Does Democratic victory in PA-12 have implications for Indiana?

Last night, Democrat Mark Critz won the special election to fill Jack Murtha’s old seat in Pennsylvania’s 12th district. This race in a swing district (Voted Kerry in ‘04, McCain in ‘08) was hyped by Fox News and many Democratic sources as a bellwether race.

Critz’s solid victory brought out the usual spin from the GOP, but Democratic strategist Paul Begala pointed out that there was a good reason for this Democratic victory (partial transcript below):

Begala: "Mark Critz ran attacking the Republican for – guess what – cutting spending! He attacked him for being against Medicare.
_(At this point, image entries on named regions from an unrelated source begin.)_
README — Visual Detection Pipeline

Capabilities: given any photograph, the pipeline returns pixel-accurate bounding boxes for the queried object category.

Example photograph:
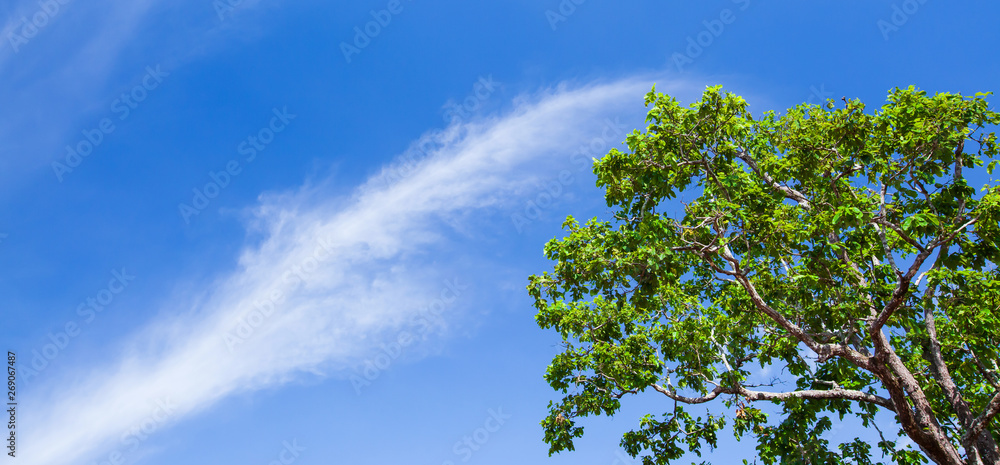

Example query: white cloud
[19,79,700,465]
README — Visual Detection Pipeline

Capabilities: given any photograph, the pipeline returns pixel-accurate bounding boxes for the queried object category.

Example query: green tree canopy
[528,87,1000,464]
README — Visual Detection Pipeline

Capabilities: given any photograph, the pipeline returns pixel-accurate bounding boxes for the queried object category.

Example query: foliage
[528,87,1000,464]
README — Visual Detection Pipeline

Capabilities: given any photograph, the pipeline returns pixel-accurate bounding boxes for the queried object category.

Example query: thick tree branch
[653,384,896,412]
[736,150,812,210]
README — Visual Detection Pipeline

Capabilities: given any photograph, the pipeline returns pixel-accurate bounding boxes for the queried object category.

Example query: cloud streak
[21,74,696,465]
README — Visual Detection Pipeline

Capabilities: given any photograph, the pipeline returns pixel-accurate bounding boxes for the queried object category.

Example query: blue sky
[0,0,1000,465]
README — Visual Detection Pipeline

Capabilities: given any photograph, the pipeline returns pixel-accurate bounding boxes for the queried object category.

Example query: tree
[528,87,1000,464]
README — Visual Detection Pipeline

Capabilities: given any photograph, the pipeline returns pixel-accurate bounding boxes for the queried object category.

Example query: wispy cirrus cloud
[22,77,691,465]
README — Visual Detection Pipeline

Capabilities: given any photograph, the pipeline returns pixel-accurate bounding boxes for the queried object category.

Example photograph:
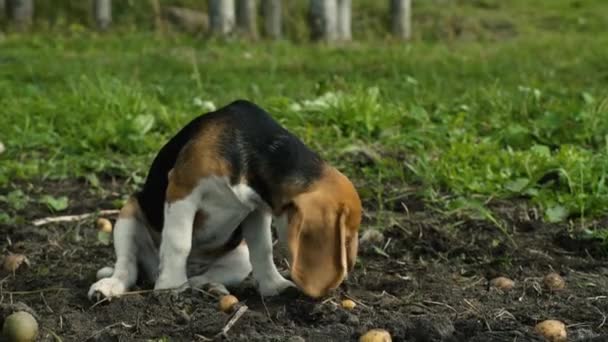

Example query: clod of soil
[2,311,39,342]
[95,217,112,233]
[490,277,515,291]
[359,329,393,342]
[342,299,357,310]
[2,254,30,273]
[534,319,568,342]
[543,272,566,291]
[220,295,239,313]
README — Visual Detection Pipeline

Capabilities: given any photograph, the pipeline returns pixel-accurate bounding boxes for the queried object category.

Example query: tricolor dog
[88,100,362,299]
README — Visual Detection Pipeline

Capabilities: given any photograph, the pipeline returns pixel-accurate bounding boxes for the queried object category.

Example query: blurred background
[0,0,608,341]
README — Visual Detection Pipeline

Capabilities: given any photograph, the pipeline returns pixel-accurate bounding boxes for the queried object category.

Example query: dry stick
[215,305,248,337]
[260,296,276,325]
[32,209,120,226]
[344,293,369,309]
[85,322,123,341]
[3,287,68,295]
[40,292,55,313]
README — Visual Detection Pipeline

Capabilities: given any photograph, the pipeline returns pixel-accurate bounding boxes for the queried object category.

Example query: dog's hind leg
[188,244,251,292]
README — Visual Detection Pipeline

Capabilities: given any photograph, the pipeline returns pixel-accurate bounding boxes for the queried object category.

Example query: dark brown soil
[0,183,608,342]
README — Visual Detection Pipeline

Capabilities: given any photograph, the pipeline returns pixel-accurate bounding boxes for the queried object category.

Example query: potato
[220,295,239,313]
[95,217,112,233]
[2,311,38,342]
[359,329,393,342]
[543,272,566,291]
[490,277,515,291]
[2,254,30,273]
[534,319,568,342]
[342,299,357,310]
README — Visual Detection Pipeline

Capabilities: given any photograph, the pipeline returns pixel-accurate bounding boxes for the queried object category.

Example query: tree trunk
[209,0,235,35]
[93,0,112,31]
[310,0,338,42]
[338,0,352,41]
[262,0,282,39]
[6,0,34,30]
[391,0,412,40]
[236,0,258,39]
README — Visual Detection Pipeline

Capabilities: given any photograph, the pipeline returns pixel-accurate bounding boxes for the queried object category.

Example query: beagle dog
[88,100,362,299]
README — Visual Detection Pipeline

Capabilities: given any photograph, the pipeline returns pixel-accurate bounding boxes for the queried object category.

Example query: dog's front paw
[88,278,127,301]
[154,276,189,291]
[259,277,296,297]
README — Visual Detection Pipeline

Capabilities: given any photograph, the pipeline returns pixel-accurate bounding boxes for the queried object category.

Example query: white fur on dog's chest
[188,177,262,251]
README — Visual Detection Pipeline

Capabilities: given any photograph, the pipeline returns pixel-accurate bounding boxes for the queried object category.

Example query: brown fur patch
[166,122,231,202]
[118,197,140,218]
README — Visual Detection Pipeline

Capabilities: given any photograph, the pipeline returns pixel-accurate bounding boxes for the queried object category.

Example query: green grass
[0,0,608,239]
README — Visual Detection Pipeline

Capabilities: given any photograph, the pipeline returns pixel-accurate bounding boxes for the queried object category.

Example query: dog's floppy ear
[287,194,357,298]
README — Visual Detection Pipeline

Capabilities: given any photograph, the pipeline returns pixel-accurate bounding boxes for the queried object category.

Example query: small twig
[422,300,458,313]
[215,305,248,337]
[32,209,120,226]
[591,305,606,329]
[192,287,218,300]
[89,297,110,310]
[89,289,183,310]
[85,322,122,341]
[40,292,55,313]
[260,296,275,324]
[344,293,369,309]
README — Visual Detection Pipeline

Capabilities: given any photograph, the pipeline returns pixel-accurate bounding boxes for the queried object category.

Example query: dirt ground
[0,183,608,342]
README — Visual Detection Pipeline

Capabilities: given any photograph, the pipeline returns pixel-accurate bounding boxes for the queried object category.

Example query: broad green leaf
[505,178,530,193]
[97,230,112,246]
[40,195,68,211]
[545,205,568,223]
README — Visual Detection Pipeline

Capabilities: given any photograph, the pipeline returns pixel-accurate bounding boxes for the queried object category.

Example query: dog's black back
[136,100,323,231]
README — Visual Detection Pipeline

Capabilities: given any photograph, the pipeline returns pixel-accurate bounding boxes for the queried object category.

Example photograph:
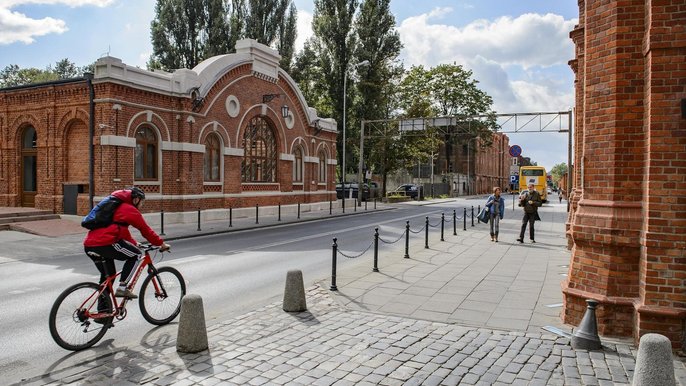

He attacked him for wanting to privatize Social Security. He attacked on the very sorts of issues that Democrats generally win on."

Even Politico, usually a faithful transcriber of every GOP press release, credited Critz’s Democratic message:

In the case of Critz, that meant hammering Burns as being in favor of outsourcing jobs overseas and highlighting his willingness to cut Social Security benefits – significant liabilities in an economically-beleaguered and aging congressional district.

Case in point:

While no two elections are exactly alike, it’s not hard to draw parallels to races here in Indiana, and especially to the Senate race between Brad Ellsworth and DC lobbyist Dan Coats.

Last week, Coats endorsed the Rep. Paul Ryan’s budget plan, which called for the privatization of Social Security and the elimination of Medicare. The Democratic Senatorial Campaign Committee immediately picked up on it and attacked Coats for this giant giveaway to his former lobbying clients on Wall Street.

The GOP and Coats will try to paint the Ellsworth as a lackey of Barack Obama and Nancy Pelosi, like Tim Burns did in PA-12. (In fact, they’re doing it already. I think it’s mandatory for every post on their anti-Ellsworth propaganda site to mention Pelosi at least once.) But as this special election showed, a 50-foot tall cartoon Nancy Pelosi can’t compete with Democrats who run on the issues – even in a district where Obama’s approval rating is as low at 35%.

Democrats can win in tough districts if we emphasize our values and priorities – and that shouldn’t be hard to do against a lobbyist who worked to help his clients ship American jobs overseas and wants to raise taxes on 90% of Americans.